With lawyers and clients working from home, we have come to rely more heavily than ever before on relatively less secure IT applications and systems, outside the tested company firewalls, often using personal devices and consumer-grade connections that may leave us comically stuttering or dropping in and out of video conferences and potentially exposing confidential exchanges to bombers and trolls – or to more serious hackers. We have had to quickly adapt to utilizing Internet-based chat apps, once the preserve of teenagers and after-hours socializing, now critical for daily business functions. We are learning how to take precautions with conferencing apps that were designed for board meetings and sales pitches but are now employed for everything from teaching students at home to conducting court hearings. (UK Prime Minister Boris Johnson inadvertently gave us all an object lesson in videoconference security when he tweeted a screenshot of his first-ever virtual cabinet meeting -- complete with the Zoom meeting ID for all the world to see.) Companies are scrambling to download VPNs and security software on employee smartphones and laptops while making the necessary updates to their employee privacy policies and “acceptable use” terms for company network access.

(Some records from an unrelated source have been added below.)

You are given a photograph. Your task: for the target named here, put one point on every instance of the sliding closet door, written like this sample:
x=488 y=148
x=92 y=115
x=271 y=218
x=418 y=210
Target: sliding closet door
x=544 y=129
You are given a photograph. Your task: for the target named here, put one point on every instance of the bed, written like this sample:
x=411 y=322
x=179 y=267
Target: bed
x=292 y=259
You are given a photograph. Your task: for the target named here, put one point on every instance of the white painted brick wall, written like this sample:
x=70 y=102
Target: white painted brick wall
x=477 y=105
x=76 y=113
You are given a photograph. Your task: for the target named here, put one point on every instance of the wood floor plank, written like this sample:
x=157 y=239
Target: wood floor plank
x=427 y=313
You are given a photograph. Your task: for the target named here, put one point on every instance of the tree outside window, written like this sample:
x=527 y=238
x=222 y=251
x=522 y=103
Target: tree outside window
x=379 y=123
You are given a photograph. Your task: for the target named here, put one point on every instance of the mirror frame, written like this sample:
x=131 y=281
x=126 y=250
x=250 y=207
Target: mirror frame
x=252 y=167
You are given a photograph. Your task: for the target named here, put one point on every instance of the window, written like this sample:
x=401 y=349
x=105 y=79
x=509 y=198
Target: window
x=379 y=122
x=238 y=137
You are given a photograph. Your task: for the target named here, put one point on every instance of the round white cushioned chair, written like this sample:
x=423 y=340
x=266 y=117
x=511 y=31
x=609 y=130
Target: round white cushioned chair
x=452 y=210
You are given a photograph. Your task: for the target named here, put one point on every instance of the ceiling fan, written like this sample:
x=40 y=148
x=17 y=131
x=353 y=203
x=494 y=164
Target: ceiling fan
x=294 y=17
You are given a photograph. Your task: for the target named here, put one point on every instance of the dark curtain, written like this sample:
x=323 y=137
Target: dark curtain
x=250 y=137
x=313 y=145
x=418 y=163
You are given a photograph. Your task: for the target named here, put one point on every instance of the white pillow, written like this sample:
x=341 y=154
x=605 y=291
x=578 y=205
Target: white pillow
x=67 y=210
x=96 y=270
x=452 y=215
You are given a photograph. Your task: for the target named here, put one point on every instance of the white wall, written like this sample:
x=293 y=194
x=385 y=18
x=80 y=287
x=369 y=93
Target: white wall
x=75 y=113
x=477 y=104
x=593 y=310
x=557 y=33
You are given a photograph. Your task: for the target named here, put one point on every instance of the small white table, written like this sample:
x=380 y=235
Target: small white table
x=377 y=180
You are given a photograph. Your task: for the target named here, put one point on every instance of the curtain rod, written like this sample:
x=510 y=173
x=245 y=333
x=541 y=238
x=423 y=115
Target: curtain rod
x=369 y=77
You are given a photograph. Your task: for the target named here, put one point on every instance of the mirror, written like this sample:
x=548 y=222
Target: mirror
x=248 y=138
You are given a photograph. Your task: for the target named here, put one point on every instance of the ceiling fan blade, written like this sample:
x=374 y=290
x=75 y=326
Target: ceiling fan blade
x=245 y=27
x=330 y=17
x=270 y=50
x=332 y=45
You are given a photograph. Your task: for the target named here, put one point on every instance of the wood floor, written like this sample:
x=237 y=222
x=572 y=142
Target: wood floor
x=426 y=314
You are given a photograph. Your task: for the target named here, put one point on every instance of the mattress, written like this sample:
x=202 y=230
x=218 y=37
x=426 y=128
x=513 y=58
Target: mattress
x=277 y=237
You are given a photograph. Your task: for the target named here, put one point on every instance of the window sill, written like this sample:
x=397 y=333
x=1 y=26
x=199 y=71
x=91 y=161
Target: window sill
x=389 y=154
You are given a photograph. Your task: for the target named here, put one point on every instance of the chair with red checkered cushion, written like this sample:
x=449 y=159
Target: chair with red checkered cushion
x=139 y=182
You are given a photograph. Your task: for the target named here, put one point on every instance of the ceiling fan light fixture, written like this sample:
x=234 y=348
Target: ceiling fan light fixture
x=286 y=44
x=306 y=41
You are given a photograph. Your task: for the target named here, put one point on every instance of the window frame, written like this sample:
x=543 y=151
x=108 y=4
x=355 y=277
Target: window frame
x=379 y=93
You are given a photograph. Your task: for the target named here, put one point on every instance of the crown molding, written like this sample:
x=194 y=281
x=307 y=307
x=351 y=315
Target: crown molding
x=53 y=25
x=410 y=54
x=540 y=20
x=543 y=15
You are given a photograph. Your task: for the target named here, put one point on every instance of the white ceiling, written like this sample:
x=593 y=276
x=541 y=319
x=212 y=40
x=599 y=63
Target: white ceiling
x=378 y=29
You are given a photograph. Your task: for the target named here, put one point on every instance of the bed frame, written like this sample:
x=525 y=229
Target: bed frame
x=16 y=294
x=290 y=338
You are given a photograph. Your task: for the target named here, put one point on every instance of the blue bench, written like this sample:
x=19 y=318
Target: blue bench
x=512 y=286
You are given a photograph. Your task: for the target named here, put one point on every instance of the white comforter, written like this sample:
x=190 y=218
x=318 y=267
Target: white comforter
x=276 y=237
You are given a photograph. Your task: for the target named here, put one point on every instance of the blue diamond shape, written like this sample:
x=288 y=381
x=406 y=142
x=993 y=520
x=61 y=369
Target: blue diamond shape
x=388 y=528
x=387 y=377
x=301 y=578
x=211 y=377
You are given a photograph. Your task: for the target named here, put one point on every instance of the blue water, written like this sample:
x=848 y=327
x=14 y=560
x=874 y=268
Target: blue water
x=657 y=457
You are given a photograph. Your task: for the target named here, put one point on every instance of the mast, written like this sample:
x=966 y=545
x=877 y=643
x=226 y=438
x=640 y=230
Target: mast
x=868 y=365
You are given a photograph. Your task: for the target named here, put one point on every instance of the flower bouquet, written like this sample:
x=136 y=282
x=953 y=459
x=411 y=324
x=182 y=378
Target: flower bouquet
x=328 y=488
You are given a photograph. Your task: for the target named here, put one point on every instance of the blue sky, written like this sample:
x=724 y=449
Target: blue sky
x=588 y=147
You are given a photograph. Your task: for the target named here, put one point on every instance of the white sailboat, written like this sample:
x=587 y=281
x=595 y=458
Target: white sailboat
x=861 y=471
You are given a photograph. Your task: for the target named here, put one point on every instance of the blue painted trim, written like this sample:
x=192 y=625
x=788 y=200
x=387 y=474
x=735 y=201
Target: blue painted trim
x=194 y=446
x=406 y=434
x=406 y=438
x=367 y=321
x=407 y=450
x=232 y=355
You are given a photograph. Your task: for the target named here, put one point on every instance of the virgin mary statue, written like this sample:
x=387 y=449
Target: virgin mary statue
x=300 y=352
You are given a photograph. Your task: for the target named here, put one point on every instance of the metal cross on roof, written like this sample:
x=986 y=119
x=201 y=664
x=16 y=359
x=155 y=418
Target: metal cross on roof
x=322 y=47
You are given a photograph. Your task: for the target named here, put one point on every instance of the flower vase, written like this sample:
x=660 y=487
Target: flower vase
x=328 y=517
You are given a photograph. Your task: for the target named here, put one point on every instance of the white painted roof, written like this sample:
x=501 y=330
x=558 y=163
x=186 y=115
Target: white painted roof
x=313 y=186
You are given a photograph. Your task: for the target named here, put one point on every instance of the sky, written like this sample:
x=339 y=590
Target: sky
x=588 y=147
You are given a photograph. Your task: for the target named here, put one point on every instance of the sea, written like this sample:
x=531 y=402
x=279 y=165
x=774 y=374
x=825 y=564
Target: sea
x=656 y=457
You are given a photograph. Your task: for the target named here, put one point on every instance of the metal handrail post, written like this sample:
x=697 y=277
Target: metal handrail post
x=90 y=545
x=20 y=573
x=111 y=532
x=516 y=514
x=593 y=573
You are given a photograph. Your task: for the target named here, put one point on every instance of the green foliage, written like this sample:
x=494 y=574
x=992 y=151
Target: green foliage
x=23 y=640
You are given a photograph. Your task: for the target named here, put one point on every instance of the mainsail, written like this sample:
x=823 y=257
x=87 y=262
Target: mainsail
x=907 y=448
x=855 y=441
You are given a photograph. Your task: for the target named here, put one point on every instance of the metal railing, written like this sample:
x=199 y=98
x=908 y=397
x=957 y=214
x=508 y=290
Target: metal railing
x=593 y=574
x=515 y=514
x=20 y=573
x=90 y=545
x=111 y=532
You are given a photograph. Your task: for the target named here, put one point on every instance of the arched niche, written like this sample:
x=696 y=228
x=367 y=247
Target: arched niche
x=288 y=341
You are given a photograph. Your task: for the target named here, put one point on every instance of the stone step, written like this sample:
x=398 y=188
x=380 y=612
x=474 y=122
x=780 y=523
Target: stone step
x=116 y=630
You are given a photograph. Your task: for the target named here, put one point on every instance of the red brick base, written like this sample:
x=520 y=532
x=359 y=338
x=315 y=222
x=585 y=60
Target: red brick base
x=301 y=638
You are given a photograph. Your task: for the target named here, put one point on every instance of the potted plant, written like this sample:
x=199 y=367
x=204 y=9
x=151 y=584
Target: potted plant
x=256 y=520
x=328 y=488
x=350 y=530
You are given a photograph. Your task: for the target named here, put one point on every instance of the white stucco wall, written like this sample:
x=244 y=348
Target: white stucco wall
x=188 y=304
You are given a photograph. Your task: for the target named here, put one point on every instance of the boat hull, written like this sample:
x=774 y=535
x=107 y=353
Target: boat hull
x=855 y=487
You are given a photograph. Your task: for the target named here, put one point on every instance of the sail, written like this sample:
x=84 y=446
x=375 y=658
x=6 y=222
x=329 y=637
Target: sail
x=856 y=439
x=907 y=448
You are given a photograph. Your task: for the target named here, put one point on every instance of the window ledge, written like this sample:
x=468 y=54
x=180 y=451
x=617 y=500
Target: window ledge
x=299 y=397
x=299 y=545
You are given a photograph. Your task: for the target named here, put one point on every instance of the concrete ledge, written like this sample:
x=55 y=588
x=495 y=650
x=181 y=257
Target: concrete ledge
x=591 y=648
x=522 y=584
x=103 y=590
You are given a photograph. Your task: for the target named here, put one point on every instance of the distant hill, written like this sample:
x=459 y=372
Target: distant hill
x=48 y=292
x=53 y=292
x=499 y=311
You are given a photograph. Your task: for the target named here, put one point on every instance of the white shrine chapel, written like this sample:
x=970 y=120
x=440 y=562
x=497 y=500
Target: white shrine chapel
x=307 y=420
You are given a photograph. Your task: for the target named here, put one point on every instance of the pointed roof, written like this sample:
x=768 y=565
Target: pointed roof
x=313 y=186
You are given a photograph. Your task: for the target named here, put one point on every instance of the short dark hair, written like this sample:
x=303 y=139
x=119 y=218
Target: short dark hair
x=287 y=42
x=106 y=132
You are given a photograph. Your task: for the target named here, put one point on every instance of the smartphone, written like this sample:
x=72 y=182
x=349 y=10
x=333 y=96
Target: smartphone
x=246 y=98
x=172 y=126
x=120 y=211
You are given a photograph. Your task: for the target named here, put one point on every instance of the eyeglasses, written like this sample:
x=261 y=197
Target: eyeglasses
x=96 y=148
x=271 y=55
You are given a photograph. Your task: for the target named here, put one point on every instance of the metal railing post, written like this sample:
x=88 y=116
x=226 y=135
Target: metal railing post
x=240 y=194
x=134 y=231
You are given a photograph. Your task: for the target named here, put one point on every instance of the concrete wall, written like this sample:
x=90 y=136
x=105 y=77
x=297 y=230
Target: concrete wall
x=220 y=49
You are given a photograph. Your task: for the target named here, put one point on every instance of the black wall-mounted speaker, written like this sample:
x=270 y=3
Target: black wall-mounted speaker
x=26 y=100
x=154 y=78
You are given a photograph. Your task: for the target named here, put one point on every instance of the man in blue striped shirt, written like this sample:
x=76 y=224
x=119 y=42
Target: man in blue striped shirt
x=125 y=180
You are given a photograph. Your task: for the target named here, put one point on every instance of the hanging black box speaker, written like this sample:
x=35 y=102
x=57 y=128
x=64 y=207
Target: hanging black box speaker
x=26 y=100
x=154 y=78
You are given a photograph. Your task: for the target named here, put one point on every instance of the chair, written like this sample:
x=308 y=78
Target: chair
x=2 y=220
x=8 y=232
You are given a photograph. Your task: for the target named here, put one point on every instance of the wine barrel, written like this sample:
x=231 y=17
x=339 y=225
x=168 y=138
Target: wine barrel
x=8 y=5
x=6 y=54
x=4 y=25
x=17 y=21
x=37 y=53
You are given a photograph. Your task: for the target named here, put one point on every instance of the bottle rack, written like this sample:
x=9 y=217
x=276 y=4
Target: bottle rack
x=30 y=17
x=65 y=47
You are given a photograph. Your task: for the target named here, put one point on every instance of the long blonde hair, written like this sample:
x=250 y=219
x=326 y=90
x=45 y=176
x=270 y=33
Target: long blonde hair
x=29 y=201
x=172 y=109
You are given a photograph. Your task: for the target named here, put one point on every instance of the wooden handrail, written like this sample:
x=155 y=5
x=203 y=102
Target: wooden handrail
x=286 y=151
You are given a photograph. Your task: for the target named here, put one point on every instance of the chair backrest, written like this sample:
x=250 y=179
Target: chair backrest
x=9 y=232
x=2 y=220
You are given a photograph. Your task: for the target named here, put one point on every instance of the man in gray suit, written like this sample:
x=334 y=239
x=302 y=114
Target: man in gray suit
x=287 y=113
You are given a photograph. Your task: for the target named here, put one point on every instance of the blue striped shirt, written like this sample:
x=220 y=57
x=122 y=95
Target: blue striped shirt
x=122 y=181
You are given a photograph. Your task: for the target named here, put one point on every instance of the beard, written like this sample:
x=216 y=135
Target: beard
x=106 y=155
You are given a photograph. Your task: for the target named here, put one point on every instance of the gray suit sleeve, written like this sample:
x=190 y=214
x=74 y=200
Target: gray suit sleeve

COVID has accelerated the take-up of cloud-based software-as-a-service (SaaS), a trend that has been going on for years, where companies subscribe to the software and access it by the Internet. Increasingly, they also host their data in the cloud, renting space and services from AWS, IBM, or others rather than building their own data centres. It turns out that the cloud model is an advantage when workers are at home but have Internet connections.
As major vendors integrate productivity applications with communications, the majority of large enterprises, and an increasing number of small and medium enterprises, are adopting these solutions. A CNBC survey in December 2019 reported that Microsoft Teams, which integrates the Microsoft (formerly Office) 365 suite with Skype for Business, had overtaken Slack for group communications. Cisco offers some similar functionality with Webex Teams, and Zoom phone goes beyond conferencing now to provide calling, chat, and messaging. Tens of millions of business users were subscribed to these cloud-based applications before the COVID lockdowns, and their use has skyrocketed since. It is not likely a temporary phenomenon.
But the cloud model raises security and privacy issues, often cross-border, that lawyers can help their clients tackle. Several countries (including China and Russia) have adopted data localization measures that effectively require local data hosting. Many restrict the use of encryption. The European Union and many other jurisdictions with comprehensive data protection laws impose conditions on the transfer of personally identifiable information. Several countries restrict voice over Internet protocol applications such as Skype and WhatsApp that bypass telephone tolls or government surveillance (although some of these restrictions have been temporarily eased during the COVID crisis).